The 2023 Writers’ Strike vs. AI: Fighting Creative Bankruptcy

Even the most uncreative, awful stories are better than a world where AI scripts are the default.

The Writers Guild of America officially declared a strike recently—their first in 15 years. The Writer’s Strike of 2007 incidentally also began the very same month as Ogiue Maniax, so while this blog isn’t directly related to their cause, I feel a kind of connection to them. This is a form of writing, after all, even if it isn’t the kind that gets made into TV shows or movies on Netflix. 

I’m in full support of this strike, but one thing I want to focus on is their preemptive motive to restrict the use and crediting of AI software like ChatGPT, and to emphasize that all writers need to be human. The worry, as far as I can tell, is that studios and media companies will try to use AI to churn out basic scripts and then have the writers clean them up for less pay than they’d normally get. In the highly capitalist United States of America, we’re accustomed to seeing cost-cutting measures that punish the workers and reward the executives, so this would hardly be a surprising development.

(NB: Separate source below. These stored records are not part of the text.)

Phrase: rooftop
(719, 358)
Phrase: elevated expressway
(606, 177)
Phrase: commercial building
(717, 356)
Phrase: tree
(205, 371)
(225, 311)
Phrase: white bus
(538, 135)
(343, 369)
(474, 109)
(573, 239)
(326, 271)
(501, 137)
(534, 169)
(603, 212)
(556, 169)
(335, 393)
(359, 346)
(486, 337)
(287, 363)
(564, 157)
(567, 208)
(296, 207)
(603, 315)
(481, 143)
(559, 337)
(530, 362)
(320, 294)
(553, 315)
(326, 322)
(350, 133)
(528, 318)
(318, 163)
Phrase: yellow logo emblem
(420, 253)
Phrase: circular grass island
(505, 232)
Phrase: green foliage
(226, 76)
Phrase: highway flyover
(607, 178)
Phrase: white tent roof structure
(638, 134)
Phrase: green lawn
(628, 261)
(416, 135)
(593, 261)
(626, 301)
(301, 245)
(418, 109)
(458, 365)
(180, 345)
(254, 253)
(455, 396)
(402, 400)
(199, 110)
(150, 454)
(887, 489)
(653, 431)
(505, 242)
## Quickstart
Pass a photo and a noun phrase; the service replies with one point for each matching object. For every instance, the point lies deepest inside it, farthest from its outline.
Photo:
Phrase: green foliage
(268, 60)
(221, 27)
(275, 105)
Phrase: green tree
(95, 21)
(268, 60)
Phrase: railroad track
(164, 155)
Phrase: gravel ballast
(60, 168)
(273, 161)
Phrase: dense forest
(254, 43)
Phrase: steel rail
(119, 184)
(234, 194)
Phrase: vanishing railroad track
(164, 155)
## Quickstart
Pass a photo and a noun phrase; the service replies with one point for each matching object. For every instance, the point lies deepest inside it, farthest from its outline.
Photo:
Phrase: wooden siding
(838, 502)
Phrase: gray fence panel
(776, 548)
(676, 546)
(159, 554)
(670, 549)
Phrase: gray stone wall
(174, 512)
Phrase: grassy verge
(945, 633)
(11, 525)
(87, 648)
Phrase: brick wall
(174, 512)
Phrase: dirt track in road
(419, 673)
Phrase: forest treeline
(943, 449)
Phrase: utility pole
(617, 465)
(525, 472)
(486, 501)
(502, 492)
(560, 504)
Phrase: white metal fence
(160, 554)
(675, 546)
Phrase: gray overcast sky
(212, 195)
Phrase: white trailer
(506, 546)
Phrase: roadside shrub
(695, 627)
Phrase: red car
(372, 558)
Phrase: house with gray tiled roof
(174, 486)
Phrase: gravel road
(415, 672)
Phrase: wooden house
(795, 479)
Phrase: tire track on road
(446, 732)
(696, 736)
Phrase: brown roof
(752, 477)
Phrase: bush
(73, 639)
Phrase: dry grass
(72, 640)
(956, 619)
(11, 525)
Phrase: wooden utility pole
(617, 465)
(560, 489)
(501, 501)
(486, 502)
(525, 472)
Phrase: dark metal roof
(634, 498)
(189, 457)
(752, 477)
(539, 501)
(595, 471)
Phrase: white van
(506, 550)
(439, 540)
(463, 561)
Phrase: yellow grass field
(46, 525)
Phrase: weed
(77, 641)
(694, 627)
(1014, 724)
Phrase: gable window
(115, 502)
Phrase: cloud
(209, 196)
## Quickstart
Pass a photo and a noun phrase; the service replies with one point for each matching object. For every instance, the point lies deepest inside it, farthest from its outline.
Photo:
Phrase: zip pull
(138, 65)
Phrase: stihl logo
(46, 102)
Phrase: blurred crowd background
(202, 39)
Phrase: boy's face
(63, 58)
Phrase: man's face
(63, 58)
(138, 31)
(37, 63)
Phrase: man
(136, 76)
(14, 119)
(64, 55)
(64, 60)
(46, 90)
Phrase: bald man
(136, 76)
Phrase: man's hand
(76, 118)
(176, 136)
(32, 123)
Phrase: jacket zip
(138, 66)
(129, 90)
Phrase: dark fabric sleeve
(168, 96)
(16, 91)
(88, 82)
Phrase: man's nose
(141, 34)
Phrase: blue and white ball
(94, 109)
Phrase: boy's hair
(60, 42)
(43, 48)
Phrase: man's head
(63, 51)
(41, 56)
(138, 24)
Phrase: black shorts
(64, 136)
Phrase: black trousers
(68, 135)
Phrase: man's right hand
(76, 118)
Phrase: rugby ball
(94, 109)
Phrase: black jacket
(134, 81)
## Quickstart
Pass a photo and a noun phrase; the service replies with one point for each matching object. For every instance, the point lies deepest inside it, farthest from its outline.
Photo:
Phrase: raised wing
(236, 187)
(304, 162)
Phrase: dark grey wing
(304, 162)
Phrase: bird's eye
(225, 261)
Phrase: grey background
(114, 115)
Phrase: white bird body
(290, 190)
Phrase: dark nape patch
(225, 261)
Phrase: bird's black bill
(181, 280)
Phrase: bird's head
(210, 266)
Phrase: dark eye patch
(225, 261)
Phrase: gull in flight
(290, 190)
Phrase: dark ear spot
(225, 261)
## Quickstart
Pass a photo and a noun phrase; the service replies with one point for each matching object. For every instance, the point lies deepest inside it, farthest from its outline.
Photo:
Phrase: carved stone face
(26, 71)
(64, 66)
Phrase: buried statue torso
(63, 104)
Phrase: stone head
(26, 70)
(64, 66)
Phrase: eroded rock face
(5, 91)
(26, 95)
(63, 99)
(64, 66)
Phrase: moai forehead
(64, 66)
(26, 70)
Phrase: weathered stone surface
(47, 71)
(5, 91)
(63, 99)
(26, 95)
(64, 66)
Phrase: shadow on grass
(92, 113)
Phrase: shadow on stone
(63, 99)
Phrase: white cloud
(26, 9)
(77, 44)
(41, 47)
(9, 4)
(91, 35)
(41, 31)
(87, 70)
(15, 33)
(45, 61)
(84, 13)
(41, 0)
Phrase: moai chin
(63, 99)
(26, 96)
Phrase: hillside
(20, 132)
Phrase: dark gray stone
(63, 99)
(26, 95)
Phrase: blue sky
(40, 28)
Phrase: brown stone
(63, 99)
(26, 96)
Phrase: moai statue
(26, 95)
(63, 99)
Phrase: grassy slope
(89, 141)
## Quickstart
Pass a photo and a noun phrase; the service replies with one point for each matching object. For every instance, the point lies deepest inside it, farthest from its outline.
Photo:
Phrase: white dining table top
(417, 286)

My stance on this particular issue is that the writers are justified in their concern and are totally in the right. I’m not inherently against AI providing some form of entertainment. I spent many years enjoying the hell out of VGCW, which basically pit AI wrestlers against one another in a video game and then wrote a story around it. However, that pretty much amounts to using AI as an improvisational prompt not unlike Who’s Line Is It, Anyway?, and the majority of the creative output comes from actual people.

The human connection to writing is paramount, and I think this is something that should concern all writers and fans of media regardless of skill, ethics, or political beliefs. Someone could make the most derivative and poorly written story, and that would still be preferable to an AI script precisely because it is someone’s work that they put out through their own effort, even if it’s “bad.” I occasionally see arguments that using AI can stick it to the liberal Hollywood media or whatever. However, it’s a mistake to think this would only affect people on one side of the political spectrum. This will bite people in the ass regardless of their beliefs—no one wants to have their work trivialized.

The thing I find most insidious about the push for using AI for writing and other areas is that the assumption of cost-cutting implies the notion that writers, artists, etc. are somehow paid too much. Creative fields are notoriously unstable, and acting as if they’re the biggest cost sink is either disingenuous or horrendously shortsighted. I hope the strikers win this one, and that we have a media landscape where writers can feel like they are both fairly compensated and not treated like nannies for AI chat programs.

One thought on “The 2023 Writers’ Strike vs. AI: Fighting Creative Bankruptcy

  1. I totally agree. I’m all for AI being used to process data to find a cure for cancer, or figure out what dark matter is, or map the entire floor of the world oceans. AI being used for big problems that a human couldn’t do in one life time is perfect work for computer programs. But using AI to replace the human in forms of human expression, I don’t really understand. The whole point of art and writing and preforming arts is for humans to express themselves. It’s a form of communication from one human to other humans. If a computer program is taking the place of the expressing human, then the communication stops.